The pathologic stage for rhabdomyosarcoma is based on the TNM staging system, an internationally recognized system originally created by the American Joint Committee on Cancer. The TNM system uses information about the primary tumour (T), lymph nodes (N), and distant metastatic disease (M) to determine the complete pathologic stage (pTNM). Your pathologist will examine the tissue submitted and give each part a number. In general, a higher number means more advanced disease and a worse prognosis.
Additional information including the location of the tumour and the surgery performed is used for children diagnosed with embryonal, alveolar, or spindle cell/sclerosing rhabdomyosarcoma. All of this information is then combined to determine the risk of cancer coming back in the future.
The method for determining the tumour stage depends on the area of the body involved. For example, a 5-centimetre tumour that starts in the neck will be given a different tumour stage than a tumour that starts deep in the back of the abdomen (the retroperitoneum). However, in most body sites, the tumour stage includes the tumour size and whether the tumour has grown into surrounding body parts.

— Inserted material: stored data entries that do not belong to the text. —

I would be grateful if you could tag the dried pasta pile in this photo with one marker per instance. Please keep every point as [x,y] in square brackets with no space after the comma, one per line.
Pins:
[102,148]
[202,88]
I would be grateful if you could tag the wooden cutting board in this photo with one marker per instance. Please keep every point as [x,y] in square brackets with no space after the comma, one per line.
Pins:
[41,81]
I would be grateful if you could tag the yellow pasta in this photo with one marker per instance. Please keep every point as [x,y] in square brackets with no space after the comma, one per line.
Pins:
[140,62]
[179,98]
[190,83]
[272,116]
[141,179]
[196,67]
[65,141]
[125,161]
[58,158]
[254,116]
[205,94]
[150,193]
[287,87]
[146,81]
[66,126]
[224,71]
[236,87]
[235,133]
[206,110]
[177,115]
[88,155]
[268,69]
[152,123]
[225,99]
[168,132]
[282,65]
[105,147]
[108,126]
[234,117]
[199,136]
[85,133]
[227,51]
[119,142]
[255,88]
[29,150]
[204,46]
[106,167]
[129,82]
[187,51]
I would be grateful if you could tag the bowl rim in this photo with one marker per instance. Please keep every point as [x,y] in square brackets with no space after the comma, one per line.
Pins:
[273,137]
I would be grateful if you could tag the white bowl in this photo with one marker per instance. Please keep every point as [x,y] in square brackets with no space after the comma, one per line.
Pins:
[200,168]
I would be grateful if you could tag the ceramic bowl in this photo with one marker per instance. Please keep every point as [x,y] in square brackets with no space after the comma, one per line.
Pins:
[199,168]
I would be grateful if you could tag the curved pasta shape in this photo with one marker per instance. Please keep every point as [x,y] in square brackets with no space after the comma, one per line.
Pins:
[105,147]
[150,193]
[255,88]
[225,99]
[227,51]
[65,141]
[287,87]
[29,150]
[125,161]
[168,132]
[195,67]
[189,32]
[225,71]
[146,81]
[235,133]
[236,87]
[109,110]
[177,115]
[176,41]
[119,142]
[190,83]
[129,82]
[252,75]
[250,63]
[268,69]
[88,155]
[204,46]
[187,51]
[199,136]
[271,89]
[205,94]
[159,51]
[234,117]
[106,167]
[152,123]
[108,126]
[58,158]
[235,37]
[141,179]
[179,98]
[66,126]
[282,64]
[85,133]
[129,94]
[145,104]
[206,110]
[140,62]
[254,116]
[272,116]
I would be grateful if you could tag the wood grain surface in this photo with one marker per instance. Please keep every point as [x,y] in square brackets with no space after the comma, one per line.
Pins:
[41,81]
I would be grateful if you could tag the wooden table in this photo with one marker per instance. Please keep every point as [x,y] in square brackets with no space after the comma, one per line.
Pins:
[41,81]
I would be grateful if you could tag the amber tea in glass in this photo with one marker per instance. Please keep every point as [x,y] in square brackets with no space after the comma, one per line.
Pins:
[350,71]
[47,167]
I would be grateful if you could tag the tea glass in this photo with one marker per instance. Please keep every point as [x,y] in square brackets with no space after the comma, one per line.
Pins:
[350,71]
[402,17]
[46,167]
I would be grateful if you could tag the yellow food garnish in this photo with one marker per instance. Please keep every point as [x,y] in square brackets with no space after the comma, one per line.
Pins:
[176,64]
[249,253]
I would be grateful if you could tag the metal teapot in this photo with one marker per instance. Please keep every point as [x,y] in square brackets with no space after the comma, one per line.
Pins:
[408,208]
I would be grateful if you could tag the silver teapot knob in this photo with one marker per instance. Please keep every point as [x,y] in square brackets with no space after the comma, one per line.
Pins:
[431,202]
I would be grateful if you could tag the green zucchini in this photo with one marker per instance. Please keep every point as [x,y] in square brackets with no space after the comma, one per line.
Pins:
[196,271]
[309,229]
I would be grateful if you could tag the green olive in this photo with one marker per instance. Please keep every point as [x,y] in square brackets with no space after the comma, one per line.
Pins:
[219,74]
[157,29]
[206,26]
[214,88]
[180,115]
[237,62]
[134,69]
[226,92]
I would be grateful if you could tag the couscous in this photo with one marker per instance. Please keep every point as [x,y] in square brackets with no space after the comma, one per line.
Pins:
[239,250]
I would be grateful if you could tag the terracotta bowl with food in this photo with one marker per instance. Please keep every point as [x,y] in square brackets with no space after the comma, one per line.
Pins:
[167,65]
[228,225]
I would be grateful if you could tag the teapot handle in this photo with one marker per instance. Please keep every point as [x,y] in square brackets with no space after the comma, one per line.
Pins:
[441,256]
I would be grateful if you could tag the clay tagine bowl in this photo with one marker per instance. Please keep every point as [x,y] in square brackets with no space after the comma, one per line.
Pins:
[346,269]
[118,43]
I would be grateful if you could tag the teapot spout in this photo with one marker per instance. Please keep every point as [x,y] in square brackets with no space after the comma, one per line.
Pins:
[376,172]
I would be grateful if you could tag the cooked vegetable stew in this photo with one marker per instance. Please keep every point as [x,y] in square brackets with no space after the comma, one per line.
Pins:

Rhabdomyosarcoma is given a nodal stage of 0 or 1 based on the presence of tumour cells in a lymph node. If no tumour cells are seen in any of the lymph nodes examined, the nodal stage is N0. If tumour cells are seen in any of the lymph nodes examined, the nodal stage becomes N1.
Rhabdomyosarcoma is given a metastatic stage of 0 or 1 based on the presence of tumour cells at a distant site in the body (for example the lungs). The metastatic stage can only be determined if tissue from a distant site is submitted for pathological examination. Because this tissue is rarely present, the metastatic stage cannot be determined and is listed as MX.